The prototype was conceived and developed by Toyota Australia's product design team and hand-built in Japan under the direction of the global sports car division.
The global premiere of the Toyota 86 Shooting Brake, in the unlikely location of the Sutton Road Driver Training Centre just outside Queanbeyan, is another in a sequence of 86 concepts, satisfying chief engineer Tetsuya Tada’s long-held ambition to eventually create a family of 86-based models.
There is no guarantee that the Shooting Brake will head into production – it would have to satisfy a serious business case first. But Toyota Australia’s chief designer Nicolas Hogios points out that the impressive passion project has made it beyond the pure design study stage into clay and eventually to a full working prototype. It has also been track tested in Japan.
The shock arrival of the 86 Shooting Brake concept will delight the huge crowd expect at the festival on Saturday.
The Shooting Brake concept, which incorporates a more practical hatch styling to the rear of the popular sporty coupe, adds a unique flavour with more rear head room and luggage space.
Toyota senses the Shooting Brake concept could be a classy option for active couples or a second car for families who want something different. Track one day; dirty weekend away the next.

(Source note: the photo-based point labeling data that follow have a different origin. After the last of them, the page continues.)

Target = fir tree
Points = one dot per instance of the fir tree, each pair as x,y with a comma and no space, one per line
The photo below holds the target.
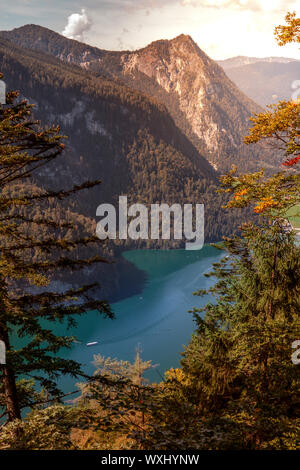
30,257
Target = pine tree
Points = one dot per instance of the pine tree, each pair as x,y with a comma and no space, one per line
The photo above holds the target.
34,249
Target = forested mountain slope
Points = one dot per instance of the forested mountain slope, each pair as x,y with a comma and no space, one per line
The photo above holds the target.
204,103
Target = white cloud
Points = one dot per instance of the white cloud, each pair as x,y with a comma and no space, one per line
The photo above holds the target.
77,25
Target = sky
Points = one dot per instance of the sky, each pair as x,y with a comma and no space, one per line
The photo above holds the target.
222,28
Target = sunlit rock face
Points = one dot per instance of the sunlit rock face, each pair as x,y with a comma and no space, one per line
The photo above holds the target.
204,103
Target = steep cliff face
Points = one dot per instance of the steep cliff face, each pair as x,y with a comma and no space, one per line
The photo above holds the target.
216,113
205,105
117,134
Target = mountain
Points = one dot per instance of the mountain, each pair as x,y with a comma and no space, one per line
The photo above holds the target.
206,106
264,80
118,134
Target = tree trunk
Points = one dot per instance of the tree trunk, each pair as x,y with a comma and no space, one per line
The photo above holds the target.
9,384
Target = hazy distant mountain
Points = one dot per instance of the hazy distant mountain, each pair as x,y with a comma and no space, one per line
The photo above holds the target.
243,60
205,105
117,134
264,80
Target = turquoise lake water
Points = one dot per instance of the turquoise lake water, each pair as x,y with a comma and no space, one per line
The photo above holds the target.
157,318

Tada-san, usually very protective of his 86 baby, is more than happy with the Shooting Brake look, which he says retains the purity of the original design.
He was inspired to support the project when shown a one-quarter scale clay model during a visit to Australia in November 2014.
"I was totally surprised - and I liked it so much I arranged for my expert takumi prototype craftsmen to hand-build the Shooting Brake concept based on the Australian design," Tada-san said.
"The concept car is a fully functional, driveable vehicle that has been put through its paces on Toyota test tracks.”
It weighs 39kg more than the coupe on which it is based, with most of the additional mass rearward, actually helping the weight distribution reach an almost ideal 51-49 balance.
"The nicely weighted and direct steering of the 86 ensures the car retains the involving drive experience of the coupe with a slightly more neutral feel in tight corners on a driver's favourite road," Tada said.
Tada-san said Toyota wanted to gauge reaction to the concept, although it was conceived as an internal design study and there were no plans for production.
Production may be a long shot, but Tada suggests its creation is a demonstration of the passion within the automotive giant.
Hogios said his Australian design team engaged in enthusiastic debate about the extent to which they should make changes to the 86 coupe, eventually remodelling only the rear quarter and roof.
"Like kids in a lolly shop, we thought about restyling more of the car,” said Hogious.
“However, like a good parent saying 'no' to too many sweets, we made the conscious decision to keep as much of the original 86 as possible, only changing what was absolutely necessary.
"The silhouette is still sporty, taut and energetic, but it's more practical as it allows the roof to be used to carry surfboards, bikes or storage pods for a weekend away while the larger opening of the new boot enables much easier loading.”